IWH Bankruptcy Update: Bankruptcies Tick Upward in December

In December 2020 the number of corporate bankruptcies in Germany experienced a noticeable uptick reaching pre-COVID levels. According to the Halle Institute for Economic Research (IWH), which monitors corporate bankruptcies in Germany, similar bankruptcy figures can be expected for January and February of 2021.

Authors Steffen Müller

Bankruptcy statistics trended higher in December of 2020, with 921 partnerships and corporations in Germany reported as bankrupt, according to the IWH Bankruptcy Update. The numbers were almost 30% above the rolling average of the preceding three months and as high as in December 2019.

However, despite rising bankruptcy numbers, comparatively few jobs were affected. Of the companies declared bankrupt in December, the largest 10% (in terms of headcount) employed a total of about 10,000 people.

As part of government measures to combat the pandemic, the requirement to file for bankruptcy was suspended in Germany during much of 2020, and many observers feared a massive bankruptcies wave after returning to regular filing obligations. In October 2020, the filing obligation was reinstated for insolvency, but will remain in effect for overindebtedness until the end of January 2021. As only a small percentage of bankruptcies are exclusively attributable to overindebtedness, rather than insolvency, the filing requirement has applied to the vast majority of cases since October 2020. As usually two months elapse between a company’s initial filing for bankruptcy and the announcement of proceedings by the courts – the latter being the base of bankruptcy statistics – the December uptick is a reflection of the reinstated filing obligation in October.

The December figures reinforce IWH forecasts of recent months, Steffen Müller, head of the IWH Department of Structural Change and Productivity and the director of its Bankruptcy Research Unit, says. “The reinstatement of the filing obligation has only led to a moderate increase in bankruptcy statistics,” Müller notes. “The much-feared insolvency wave has failed to materialise.”

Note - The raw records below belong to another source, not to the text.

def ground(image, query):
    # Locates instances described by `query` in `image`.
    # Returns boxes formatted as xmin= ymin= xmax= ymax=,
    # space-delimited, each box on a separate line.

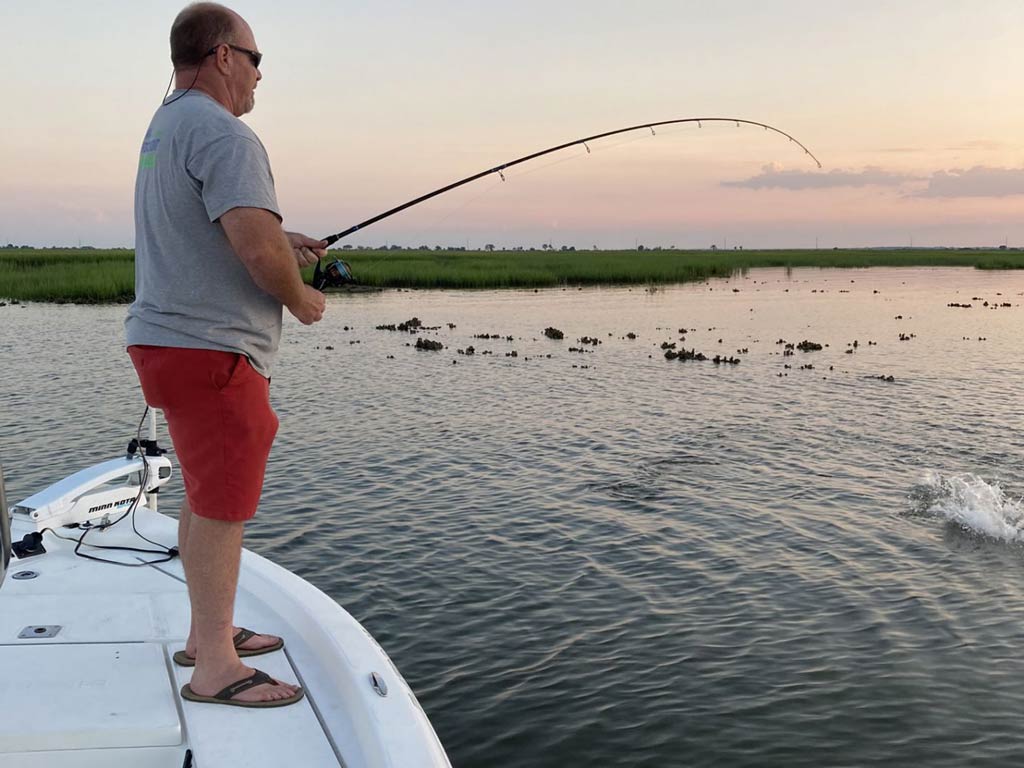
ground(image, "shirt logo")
xmin=138 ymin=135 xmax=160 ymax=168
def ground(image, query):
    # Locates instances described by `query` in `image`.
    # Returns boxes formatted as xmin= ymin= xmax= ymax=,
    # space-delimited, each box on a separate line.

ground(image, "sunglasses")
xmin=206 ymin=43 xmax=263 ymax=70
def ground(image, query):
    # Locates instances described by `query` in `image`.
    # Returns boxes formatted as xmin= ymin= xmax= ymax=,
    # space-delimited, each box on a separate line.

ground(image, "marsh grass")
xmin=0 ymin=249 xmax=1024 ymax=303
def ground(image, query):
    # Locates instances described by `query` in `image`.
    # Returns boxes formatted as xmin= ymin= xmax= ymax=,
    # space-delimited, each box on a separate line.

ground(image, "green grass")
xmin=0 ymin=249 xmax=1024 ymax=303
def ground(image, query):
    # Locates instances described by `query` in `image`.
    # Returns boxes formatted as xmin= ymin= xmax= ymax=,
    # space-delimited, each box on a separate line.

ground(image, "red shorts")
xmin=128 ymin=345 xmax=278 ymax=522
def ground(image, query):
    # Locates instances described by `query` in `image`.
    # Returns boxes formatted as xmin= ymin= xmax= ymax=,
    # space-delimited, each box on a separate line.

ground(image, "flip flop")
xmin=172 ymin=627 xmax=285 ymax=667
xmin=181 ymin=670 xmax=306 ymax=710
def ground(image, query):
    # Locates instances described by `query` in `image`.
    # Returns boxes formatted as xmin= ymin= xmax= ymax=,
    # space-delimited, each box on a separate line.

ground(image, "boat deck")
xmin=0 ymin=508 xmax=449 ymax=768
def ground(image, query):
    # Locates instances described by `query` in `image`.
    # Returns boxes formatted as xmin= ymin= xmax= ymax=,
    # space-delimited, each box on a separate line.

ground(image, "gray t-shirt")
xmin=125 ymin=91 xmax=282 ymax=377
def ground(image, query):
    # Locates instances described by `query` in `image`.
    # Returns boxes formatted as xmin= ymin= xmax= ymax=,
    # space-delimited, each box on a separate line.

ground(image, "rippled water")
xmin=0 ymin=269 xmax=1024 ymax=768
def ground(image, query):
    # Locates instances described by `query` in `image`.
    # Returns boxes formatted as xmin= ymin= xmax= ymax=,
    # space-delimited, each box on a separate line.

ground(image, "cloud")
xmin=722 ymin=165 xmax=922 ymax=189
xmin=946 ymin=138 xmax=1008 ymax=152
xmin=912 ymin=165 xmax=1024 ymax=198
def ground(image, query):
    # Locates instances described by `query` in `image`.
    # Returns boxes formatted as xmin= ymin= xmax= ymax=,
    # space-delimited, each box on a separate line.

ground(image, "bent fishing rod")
xmin=313 ymin=118 xmax=821 ymax=288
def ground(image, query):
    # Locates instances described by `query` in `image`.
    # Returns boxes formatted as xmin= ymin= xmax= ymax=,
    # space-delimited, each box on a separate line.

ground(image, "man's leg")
xmin=182 ymin=514 xmax=298 ymax=701
xmin=178 ymin=499 xmax=280 ymax=663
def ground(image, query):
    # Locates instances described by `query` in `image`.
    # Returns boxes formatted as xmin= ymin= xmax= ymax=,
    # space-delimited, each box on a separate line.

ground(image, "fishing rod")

Müller expects bankruptcy statistics to trend sideways in the first two months of 2021. “Bankruptcy numbers will remain near the long-term average in January and February,” he says. “A wave of bankruptcies will not occur between now and February.”

The IWH Bankruptcy Update is a flash indicator, delivering fast, reliable information on insolvencies in Germany two months ahead of the comprehensive official statistics. It is based on public bankruptcy announcements of German courts combined with balance sheet information of the concerned companies. Because substantial delays can occur between a bankruptcy filing and public disclosure, some of the current numbers reflect bankruptcies that happened several weeks or months ago. The IWH Bankruptcy Research Unit is among Germany’s leading investigators of the causes and consequences of corporate bankruptcy.